Published: September 2022

Current design of serological tests utilizes conservative immunoassay approaches and is focused on fast and convenient assay development, throughput, straightforward measurements, and affordability. Limitations of common serological assays include semiquantitative measurements, cross-reactivity, lack of reference standards, and no differentiation between human immunoglobulin subclasses. In this study, we suggested that a combination of immunoaffinity enrichments with targeted proteomics would enable rational design and development of serological assays of infectious diseases, such as COVID-19. Immunoprecipitation-targeted proteomic assays allowed for sensitive and specific measurements of NCAP_SARS2 protein with a limit of detection of 313 pg/mL in serum and enabled differential quantification of anti-SARS-CoV-2 antibody isotypes (IgG, IgA, IgM, IgD, and IgE) and individual subclasses (IgG1-4 and IgA1-2) in plasma and saliva.
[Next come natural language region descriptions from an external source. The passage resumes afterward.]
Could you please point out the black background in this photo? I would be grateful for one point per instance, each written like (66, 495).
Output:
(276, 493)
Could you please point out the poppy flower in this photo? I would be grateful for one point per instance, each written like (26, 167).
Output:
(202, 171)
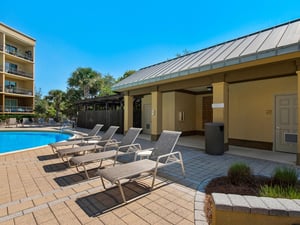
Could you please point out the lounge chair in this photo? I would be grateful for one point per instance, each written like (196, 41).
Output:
(125, 146)
(85, 139)
(25, 121)
(83, 146)
(161, 155)
(93, 133)
(11, 121)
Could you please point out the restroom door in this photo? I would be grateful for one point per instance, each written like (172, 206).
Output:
(286, 123)
(147, 118)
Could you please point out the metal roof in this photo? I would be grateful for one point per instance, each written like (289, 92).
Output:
(274, 41)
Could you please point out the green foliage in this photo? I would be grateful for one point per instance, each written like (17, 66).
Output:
(285, 176)
(126, 74)
(239, 173)
(277, 191)
(86, 80)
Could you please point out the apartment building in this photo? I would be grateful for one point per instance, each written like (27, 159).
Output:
(16, 72)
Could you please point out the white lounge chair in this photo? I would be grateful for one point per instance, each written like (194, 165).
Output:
(89, 145)
(161, 155)
(84, 139)
(11, 121)
(125, 146)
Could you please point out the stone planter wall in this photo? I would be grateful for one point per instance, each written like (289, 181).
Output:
(248, 210)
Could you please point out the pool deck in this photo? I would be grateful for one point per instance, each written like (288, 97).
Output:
(38, 188)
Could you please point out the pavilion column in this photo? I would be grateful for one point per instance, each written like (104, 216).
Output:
(128, 112)
(220, 107)
(156, 115)
(298, 128)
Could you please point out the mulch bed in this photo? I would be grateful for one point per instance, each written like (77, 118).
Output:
(223, 185)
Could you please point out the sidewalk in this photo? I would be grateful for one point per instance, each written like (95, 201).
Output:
(37, 188)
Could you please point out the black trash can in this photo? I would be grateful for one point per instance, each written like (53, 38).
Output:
(214, 138)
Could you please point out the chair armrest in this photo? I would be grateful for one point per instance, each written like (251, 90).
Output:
(111, 143)
(143, 153)
(131, 148)
(169, 155)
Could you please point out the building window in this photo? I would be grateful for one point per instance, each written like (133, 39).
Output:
(11, 68)
(11, 104)
(11, 49)
(10, 86)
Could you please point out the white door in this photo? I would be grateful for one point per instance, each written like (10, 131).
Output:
(286, 123)
(146, 115)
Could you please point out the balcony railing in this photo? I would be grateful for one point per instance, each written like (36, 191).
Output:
(19, 72)
(18, 109)
(27, 55)
(15, 90)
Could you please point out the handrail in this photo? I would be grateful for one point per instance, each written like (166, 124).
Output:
(18, 109)
(27, 55)
(15, 90)
(19, 72)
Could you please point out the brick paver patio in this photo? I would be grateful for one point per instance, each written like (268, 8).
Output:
(38, 188)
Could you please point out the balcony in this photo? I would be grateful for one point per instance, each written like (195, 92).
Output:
(26, 55)
(18, 109)
(19, 72)
(21, 91)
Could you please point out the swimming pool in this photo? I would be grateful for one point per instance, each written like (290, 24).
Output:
(18, 140)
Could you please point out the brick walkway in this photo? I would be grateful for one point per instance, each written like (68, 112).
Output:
(38, 188)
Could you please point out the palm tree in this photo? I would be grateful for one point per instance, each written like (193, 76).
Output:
(86, 80)
(56, 99)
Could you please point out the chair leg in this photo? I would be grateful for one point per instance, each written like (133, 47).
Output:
(103, 182)
(121, 191)
(182, 166)
(154, 177)
(85, 170)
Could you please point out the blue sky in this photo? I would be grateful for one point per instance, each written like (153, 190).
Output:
(114, 36)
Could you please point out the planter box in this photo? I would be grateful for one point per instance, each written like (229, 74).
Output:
(231, 209)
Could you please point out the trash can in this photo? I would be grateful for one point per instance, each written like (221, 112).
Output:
(214, 138)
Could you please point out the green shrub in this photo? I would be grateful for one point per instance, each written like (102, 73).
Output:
(285, 176)
(239, 173)
(278, 191)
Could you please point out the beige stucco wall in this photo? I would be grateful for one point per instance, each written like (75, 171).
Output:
(251, 107)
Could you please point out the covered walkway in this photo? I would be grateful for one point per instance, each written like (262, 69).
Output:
(37, 188)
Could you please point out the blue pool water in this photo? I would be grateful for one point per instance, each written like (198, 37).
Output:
(19, 140)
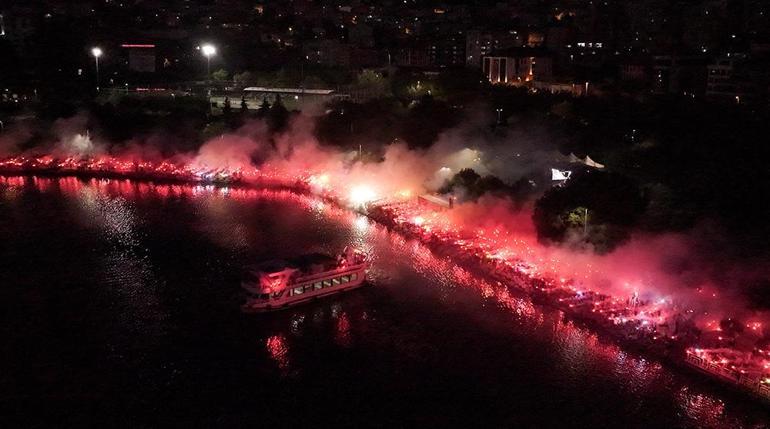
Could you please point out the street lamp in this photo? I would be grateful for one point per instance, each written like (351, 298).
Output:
(208, 51)
(97, 52)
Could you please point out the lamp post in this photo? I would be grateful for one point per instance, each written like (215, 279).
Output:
(97, 52)
(208, 50)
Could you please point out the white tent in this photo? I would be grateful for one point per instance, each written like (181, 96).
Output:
(560, 174)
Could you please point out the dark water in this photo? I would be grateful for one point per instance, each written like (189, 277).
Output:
(119, 306)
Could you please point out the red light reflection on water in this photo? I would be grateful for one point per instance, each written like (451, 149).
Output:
(279, 351)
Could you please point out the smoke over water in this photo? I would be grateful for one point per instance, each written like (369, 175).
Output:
(682, 269)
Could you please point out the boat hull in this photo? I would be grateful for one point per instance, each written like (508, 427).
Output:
(254, 305)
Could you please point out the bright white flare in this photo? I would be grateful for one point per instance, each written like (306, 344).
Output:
(208, 50)
(361, 195)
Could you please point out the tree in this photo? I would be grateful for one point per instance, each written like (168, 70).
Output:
(264, 108)
(613, 204)
(220, 75)
(278, 116)
(228, 108)
(244, 78)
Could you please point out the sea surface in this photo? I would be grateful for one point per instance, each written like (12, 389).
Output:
(119, 307)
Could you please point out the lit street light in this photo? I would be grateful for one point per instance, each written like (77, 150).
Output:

Simultaneous evaluation of the numerous antigen-antibody subclass combinations revealed a receptor-binding domain (RBD)-IgG1 as a combination with the highest diagnostic performance. Further validation revealed that anti-RBD IgG1, IgG3, IgM, and IgA1 levels were significantly elevated in convalescent plasma, while IgG2, IgG4, and IgA2 were not informative. Anti-RBD IgG1 levels in convalescent (2138 ng/mL) vs negative (95 ng/mL) plasma revealed 385 ng/mL as a cutoff to detect COVID-19 convalescent plasma. Immunoprecipitation-targeted proteomic assays will facilitate improvement and standardization of the existing serological tests, enable rational design of novel tests, and offer tools for the comprehensive investigation of immunoglobulin subclass cooperation in immune response.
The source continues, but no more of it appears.